How to cite this URL:
Gokhale NS. Penetrating keratoplasty after a total conjunctival flap. Indian J Ophthalmol [serial online] 2004 [cited 2020 Jun 3];52:341. Available from: http://www.ijo.in/text.asp?2004/52/4/341/14552

Dear Editor,

A total conjunctival flap is one of the modalities of treatment of bullous keratopathy.[1] The surgery involves debridement of the entire corneal epithelium and then raising a thin conjunctival flap which is sutured over the cornea. The surgery is thus likely to cause limbal deficiency and induce vascularisation of the cornea. Both these factors are likely to lower the success of a penetrating graft if required later.

A 75-year-old patient presented with a history of a total conjunctival flap done in his right eye 6 years ago for pseudophakic bullous keratopathy. The left eye had been blind for the past 6 months following post cataract surgery endophthalmitis. His right cornea was scarred, the surface was covered with conjunctiva and showed 3600sub superficial and deep vascularisation [Figure - 1]a. The anterior chamber was deep, pupil was round and there was a posterior chamber lens. The digital pressure was normal. The vision was hand movements close to face and accurate projection. A 'B' scan ultrasound showed a normal posterior segment. The left eye was atrophic with no perception of light. The corneal limbus appeared intact in the left eye.
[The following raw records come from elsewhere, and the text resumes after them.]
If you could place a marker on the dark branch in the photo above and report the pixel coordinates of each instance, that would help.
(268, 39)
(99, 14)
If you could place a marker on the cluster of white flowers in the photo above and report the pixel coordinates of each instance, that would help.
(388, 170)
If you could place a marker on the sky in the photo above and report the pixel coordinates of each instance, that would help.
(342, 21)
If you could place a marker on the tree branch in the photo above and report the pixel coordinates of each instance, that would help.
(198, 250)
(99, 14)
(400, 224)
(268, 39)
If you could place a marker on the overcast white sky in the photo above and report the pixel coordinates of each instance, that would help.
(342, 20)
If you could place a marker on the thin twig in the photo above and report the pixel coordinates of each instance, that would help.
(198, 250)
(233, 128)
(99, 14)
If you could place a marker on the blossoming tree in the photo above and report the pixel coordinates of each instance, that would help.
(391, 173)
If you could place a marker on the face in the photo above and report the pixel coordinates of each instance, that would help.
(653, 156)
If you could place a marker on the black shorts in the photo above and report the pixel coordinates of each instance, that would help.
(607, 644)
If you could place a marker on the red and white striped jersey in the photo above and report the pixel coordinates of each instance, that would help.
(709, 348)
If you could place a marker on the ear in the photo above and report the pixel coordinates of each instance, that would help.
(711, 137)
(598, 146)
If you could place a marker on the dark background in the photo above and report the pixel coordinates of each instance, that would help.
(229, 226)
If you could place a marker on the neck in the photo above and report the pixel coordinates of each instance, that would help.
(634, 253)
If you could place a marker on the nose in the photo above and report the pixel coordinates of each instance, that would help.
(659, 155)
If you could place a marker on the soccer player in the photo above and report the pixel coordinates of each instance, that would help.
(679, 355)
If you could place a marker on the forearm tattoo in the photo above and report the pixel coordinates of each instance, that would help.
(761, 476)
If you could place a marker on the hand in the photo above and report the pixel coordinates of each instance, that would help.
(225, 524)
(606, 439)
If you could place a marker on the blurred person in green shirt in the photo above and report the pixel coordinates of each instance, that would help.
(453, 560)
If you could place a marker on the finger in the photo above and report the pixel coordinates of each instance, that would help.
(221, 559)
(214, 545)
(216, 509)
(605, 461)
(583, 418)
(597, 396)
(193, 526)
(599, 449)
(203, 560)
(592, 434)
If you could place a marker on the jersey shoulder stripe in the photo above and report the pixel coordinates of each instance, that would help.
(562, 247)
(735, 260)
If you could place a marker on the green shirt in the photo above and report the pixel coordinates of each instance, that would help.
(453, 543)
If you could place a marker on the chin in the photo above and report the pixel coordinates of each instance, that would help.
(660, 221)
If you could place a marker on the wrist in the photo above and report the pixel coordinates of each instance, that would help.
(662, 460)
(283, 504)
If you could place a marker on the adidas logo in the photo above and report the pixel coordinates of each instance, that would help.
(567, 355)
The patient was advised surface reconstruction followed by penetrating keratoplasty as a two-stage procedure in the right eye. In the first stage a superficial dissection was done in the right eye to remove the conjunctival epithelium over the cornea and up to 4 mm from the limbus. Two limbal grafts, each about six clock hours were harvested from the left eye and sutured at the limbus in the right eye. A bandage contact lens was placed at the end of surgery. Postoperatively the patient was put on preservative-free lubricants and cortico steroid antibiotic drops for 6 weeks. The corneal surface epithelised fully in a week and the bandage contact lens was removed after 2 weeks. The donor areas healed well. At the end of three months the corneal surface was covered by corneal epithelium with no superficial vessels and a significant regression of the deep vessels as well. The patient underwent a successful penetrating keratoplasty after six months of the surface reconstruction. His best corrected vision was 6/36 at six months' followup [Figure - 1]b.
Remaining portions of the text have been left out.